Figure 4.Alignments of megasatellite motifs. The first motif of each megasatellite was aligned using ClustalW. The signature motif in each family (SFFIT, SHITT, TTITL) is shown in a light gray box to the left. The megasatellite number is indicated left to the sequence (MS#), followed by the number of repeat motifs within the megasatellite (in parentheses). The central part of the SHITT motif in which insertions occur (see text) is indicated by a dark gray box.
Amino acids encoded by minisatellites and megasatellites
| Minisatellites | Megasatellites | ||||
|---|---|---|---|---|---|
| Amino acid | AA | Amino acid | AA | ||
| Serine | S | 27.8 | Threonine | T | 20.5 |
| Glycine | G | 18.0 | Serine | S | 9.9 |
| Proline | P | 11.8 | Aspartic acid | D | 7.8 |
| Asparagine | N | 10.0 | Valine | V | 7.3 |
| Alanine | A | 6.8 | Glycine | G | 6.8 |
| Threonine | T | 3.8 | Proline | P | 6.7 |
| Glutamic acid | E | 3.8 | Isoleucine | I | 6.4 |
| Valine | V | 3.5 | Glutamic acid | E | 5.8 |
| Aspartic acid | D | 3.3 | Alanine | A | 4.7 |
| Lysine | K | 2.9 | Asparagine | N | 3.9 |
| Glutamine | Q | 2.6 | Tyrosine | Y | 3.6 |
| Methionine | M | 1.7 | Leucine | L | 3.4 |
| Isoleucine | I | 1.0 | Phenylalanine | F | 3.3 |
| Leucine | L | <1.0 | Lysine | K | 3.3 |
| Arginine | R | <1.0 | Histidine | H | 2.4 |
| Histidine | H | <1.0 | Arginine | R | 1.6 |
| Tyrosine | Y | <1.0 | Tryptophane | W | 1.1 |
| Phenylalanine | F | <1.0 | Glutamine | Q | <1.0 |
| Cysteine | C | <1.0 | Methionine | N | <1.0 |
| Tryptophane | W | <1.0 | Cysteine | C | <1.0 |
Size distribution of C. glabrata minisatellites and megasatellites
| Minisatellites | ||||||||||||||||||||
| Motif size | 9 | 12 | 15 | 18 | 21 | 24 | 27 | 30 | 33 | 39 | 42 | 45 | 48 | 51 | 54 | 57 | 63 | 75 | 108 | 120 |
| Nb of occurrences | 6 | 41 | 19 | 17 | 2 | 5 | 3 | 3 | 3 | 3 | 3 | 2 | 3 | 1 | 1 | 1 | 1 | 1 | 1 | 1 |
| Nb of families | 5 | 38 | 18 | 15 | 2 | 5 | 3 | 3 | 3 | 3 | 2 | 2 | 3 | 1 | 1 | 1 | 1 | 1 | 1 | 1 |
| Megasatellites | ||||||||||||||||||||
| Motif size | 126 | 129 | 132 | 135 | 138 | 141 | 168 | 177 | 240 | 243 | 258 | 270 | 297 | 300 | 306 | 309 | 429 | |||
| Nb of occurrences | 1 | 1 | 1 | 9 | 1 | 5 | 3 | 1 | 1 | 1 | 1 | 1 | 1 | 14 | 1 | 1 | 1 | |||
| Nb of families | 1 | 1 | 1 | 4 | 4 | 1 | 1 | 2 | 2 | 1 | 1 | 1 | 1 | 1 | 1 | 1 | 1 | 1 | 1 | |
| Family ( | H | H | H | H (2) | H | H | H (3) | H | G | G | G | S | V | S | V | V | S | |||
(1) Megasatellite family: H, SHITT; G, SHITT-G; V, SHITT-V; S, SFFIT; T, TTITL.
(2) Four families, including one SHITT (H) and three other unrelated familes
(3) Two families, including one SHITT (H) and one TTITL (T)
Figure 5.Insertion of a new motif within a minisatellite: two possible models.

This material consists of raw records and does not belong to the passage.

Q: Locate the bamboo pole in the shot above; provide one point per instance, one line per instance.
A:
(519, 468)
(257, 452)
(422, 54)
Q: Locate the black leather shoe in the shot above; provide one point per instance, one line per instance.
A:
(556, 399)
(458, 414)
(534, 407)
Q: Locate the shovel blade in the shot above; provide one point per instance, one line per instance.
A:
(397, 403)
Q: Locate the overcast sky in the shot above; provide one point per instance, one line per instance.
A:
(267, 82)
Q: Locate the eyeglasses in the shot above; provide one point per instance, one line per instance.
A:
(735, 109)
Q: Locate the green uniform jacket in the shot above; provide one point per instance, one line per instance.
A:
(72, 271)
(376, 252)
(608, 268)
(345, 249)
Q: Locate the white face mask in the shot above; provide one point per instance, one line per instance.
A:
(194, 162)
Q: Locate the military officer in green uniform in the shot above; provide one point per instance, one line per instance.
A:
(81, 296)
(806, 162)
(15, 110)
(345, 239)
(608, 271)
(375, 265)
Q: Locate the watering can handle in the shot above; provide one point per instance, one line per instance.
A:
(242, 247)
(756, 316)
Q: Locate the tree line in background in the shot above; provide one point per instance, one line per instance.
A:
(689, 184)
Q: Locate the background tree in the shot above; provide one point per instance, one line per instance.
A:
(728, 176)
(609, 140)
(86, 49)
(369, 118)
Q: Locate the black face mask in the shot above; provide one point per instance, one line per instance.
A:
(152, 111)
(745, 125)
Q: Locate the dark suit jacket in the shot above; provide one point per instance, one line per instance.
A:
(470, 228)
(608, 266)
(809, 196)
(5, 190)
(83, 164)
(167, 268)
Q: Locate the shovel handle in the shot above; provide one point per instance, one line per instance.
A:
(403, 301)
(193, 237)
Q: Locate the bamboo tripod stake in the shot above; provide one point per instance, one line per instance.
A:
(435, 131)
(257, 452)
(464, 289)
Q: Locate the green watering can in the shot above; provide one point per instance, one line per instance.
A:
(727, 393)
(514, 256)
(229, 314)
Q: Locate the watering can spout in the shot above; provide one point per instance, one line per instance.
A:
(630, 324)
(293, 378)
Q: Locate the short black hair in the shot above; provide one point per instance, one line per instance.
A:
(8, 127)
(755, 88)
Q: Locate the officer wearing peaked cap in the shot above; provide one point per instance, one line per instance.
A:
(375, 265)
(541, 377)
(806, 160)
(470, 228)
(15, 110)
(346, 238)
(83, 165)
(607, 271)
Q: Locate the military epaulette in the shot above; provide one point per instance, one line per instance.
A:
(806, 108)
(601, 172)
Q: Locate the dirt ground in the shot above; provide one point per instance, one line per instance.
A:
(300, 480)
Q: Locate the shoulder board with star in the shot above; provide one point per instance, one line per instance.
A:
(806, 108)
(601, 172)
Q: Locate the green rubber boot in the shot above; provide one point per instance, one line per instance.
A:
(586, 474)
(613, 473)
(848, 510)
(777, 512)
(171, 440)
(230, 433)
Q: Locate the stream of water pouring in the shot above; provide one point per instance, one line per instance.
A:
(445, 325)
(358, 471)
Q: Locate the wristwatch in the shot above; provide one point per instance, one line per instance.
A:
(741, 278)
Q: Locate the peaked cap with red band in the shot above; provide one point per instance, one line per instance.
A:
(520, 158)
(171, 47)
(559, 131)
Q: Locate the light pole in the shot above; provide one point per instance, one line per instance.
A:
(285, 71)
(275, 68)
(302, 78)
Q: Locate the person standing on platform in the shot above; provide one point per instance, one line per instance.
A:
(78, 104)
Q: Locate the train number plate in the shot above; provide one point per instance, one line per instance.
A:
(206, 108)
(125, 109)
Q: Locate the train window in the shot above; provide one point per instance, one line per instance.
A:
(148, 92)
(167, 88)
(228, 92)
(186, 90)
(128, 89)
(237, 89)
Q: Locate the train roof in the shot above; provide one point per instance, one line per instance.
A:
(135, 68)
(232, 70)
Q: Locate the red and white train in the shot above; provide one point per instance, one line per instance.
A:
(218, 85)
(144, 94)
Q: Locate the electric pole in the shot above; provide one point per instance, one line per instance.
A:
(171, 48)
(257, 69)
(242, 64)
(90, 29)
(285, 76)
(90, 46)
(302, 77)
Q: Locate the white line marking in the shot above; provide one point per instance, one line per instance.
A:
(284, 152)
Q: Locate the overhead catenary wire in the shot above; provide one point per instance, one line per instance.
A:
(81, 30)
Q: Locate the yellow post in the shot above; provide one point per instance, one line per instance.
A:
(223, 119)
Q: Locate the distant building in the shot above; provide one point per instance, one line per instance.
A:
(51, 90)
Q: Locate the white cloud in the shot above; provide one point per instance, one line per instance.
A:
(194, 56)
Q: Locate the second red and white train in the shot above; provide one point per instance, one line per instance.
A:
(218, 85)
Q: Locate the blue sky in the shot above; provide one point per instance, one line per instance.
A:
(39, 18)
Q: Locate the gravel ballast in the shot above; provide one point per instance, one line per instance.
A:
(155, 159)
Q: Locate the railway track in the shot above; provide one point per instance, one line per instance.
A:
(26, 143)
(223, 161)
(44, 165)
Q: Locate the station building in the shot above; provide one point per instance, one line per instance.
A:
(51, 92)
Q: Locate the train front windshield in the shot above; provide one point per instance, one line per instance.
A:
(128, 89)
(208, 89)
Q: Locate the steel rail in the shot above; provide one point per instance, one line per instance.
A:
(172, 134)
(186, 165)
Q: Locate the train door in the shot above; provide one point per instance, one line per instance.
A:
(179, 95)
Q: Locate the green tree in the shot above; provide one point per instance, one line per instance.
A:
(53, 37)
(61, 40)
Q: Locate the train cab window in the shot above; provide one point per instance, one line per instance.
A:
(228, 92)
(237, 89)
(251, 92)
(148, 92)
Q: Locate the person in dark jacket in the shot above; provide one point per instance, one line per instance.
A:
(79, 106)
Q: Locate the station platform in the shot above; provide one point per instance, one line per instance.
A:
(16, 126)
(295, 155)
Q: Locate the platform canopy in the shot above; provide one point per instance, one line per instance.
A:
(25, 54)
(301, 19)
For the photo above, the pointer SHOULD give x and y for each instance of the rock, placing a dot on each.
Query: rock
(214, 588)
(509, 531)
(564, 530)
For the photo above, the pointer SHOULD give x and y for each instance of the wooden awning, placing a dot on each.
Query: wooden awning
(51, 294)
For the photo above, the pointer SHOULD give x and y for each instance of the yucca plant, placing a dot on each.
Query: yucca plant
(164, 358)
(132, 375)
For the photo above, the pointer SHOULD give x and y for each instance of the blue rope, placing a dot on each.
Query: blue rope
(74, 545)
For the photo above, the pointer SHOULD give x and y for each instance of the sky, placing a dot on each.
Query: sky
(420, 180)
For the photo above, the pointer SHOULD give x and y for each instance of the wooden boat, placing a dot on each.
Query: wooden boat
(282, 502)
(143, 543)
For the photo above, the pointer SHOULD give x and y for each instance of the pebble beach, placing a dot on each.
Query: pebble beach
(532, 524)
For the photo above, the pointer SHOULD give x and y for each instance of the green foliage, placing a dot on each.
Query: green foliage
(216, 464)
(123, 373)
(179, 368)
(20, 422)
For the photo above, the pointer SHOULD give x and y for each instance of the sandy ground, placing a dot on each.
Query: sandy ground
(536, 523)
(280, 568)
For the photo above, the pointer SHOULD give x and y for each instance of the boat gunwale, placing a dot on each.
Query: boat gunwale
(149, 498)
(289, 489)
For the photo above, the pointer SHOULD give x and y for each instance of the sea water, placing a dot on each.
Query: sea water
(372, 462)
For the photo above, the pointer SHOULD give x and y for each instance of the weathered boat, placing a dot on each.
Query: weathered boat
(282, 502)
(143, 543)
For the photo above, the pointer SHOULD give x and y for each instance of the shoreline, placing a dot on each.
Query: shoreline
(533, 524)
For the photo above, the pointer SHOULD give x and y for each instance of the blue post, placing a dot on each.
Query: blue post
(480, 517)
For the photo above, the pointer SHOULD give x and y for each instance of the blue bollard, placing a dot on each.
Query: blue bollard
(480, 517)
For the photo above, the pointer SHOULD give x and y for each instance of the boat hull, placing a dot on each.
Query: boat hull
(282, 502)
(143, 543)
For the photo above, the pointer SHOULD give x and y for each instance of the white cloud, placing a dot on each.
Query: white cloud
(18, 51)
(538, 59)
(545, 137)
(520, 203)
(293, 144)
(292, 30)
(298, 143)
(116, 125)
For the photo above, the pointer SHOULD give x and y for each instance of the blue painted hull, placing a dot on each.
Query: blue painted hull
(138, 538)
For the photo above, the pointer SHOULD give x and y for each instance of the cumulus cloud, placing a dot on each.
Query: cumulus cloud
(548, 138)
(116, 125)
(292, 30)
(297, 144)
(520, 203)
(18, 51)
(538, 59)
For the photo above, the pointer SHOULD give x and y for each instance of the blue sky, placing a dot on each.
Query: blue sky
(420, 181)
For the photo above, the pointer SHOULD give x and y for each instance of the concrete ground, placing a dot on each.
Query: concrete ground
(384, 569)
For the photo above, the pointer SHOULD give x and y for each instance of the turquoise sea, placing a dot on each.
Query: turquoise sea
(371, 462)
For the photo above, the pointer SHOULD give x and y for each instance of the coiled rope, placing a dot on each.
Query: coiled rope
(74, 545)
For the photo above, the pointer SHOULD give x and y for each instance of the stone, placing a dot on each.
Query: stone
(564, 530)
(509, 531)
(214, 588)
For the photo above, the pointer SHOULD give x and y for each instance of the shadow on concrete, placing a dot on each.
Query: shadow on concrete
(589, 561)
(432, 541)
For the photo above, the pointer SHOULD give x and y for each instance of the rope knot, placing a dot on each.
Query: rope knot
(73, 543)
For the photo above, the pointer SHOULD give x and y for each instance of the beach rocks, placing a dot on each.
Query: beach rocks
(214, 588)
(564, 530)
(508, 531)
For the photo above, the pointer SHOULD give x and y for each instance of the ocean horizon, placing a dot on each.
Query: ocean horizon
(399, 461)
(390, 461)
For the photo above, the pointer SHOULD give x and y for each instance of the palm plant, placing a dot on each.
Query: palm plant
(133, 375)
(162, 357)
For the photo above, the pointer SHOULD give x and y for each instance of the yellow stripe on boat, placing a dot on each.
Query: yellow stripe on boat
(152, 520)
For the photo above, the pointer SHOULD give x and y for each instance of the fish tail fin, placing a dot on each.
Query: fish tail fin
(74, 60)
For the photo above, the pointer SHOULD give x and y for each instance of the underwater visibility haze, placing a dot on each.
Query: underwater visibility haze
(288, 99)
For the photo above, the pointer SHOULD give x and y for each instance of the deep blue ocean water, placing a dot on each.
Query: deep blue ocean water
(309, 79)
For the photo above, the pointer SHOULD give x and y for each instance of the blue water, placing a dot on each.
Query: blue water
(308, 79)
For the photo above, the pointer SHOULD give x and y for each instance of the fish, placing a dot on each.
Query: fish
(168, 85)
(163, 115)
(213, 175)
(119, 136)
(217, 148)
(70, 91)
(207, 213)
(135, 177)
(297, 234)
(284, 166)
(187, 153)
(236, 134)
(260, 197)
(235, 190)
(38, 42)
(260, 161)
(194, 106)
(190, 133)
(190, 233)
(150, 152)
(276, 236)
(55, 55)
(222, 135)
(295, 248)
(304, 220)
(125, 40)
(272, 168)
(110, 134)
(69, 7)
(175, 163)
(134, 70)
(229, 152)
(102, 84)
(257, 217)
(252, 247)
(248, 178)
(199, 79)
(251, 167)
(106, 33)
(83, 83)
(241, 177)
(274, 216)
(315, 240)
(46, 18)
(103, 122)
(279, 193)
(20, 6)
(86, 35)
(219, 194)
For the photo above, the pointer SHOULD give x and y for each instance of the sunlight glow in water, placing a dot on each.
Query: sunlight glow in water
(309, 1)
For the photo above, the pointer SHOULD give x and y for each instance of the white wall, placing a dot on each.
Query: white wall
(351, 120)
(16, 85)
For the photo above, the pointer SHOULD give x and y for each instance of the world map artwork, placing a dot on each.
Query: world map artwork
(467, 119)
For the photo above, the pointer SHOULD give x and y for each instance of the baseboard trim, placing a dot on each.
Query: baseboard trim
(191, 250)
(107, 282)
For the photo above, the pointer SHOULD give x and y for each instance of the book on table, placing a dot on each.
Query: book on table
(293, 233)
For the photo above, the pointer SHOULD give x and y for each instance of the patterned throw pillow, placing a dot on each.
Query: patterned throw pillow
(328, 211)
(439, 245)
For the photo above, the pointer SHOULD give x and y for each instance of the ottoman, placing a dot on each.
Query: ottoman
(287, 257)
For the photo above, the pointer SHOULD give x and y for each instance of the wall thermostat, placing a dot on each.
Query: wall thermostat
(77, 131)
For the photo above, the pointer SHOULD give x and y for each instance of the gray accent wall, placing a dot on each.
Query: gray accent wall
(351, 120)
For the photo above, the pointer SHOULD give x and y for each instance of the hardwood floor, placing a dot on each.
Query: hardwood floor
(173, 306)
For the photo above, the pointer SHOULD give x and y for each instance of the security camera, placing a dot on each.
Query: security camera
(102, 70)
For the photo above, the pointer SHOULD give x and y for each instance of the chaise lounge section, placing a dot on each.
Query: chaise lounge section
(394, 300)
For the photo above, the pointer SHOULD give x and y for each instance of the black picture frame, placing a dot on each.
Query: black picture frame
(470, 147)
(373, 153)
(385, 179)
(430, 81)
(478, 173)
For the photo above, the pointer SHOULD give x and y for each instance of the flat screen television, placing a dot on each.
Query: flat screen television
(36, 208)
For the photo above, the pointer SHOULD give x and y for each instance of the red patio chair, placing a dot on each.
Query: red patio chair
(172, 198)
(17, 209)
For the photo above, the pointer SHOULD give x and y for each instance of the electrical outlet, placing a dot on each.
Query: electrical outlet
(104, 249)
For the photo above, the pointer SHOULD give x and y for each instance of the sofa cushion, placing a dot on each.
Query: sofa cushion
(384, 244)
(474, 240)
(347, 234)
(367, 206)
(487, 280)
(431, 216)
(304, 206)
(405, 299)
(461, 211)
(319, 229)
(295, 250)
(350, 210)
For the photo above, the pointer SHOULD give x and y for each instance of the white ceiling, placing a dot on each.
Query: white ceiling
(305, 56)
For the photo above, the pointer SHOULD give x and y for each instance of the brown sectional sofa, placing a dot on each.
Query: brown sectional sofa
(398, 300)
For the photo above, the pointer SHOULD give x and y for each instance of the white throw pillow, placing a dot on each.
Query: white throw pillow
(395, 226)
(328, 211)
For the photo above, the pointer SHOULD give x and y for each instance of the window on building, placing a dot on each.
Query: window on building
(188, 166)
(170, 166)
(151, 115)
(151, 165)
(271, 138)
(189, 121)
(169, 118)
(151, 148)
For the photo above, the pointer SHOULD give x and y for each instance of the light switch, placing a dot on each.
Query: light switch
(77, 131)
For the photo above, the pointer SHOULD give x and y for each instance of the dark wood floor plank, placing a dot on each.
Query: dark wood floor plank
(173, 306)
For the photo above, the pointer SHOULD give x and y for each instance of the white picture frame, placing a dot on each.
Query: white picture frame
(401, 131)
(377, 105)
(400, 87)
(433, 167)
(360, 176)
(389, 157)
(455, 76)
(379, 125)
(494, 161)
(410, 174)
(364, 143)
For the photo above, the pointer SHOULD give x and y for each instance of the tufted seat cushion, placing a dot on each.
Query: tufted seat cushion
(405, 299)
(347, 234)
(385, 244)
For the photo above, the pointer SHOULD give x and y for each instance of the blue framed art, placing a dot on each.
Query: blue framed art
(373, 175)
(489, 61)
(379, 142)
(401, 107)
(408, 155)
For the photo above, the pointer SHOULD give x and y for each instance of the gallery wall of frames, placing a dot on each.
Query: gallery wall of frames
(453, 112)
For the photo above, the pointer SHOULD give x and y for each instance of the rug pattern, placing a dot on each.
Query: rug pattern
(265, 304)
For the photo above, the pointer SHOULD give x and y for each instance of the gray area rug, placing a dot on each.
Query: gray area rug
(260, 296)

The motif may target a pre-existing minisatellite, and subsequently spread by intragenic gene conversion (A). Alternatively, the same motif may target a gene that does not contain a minisatellite, and is afterwards expanded in a minisatellite (B). Note that both models are not mutually exclusive, but only model A may lead to compound minisatellites.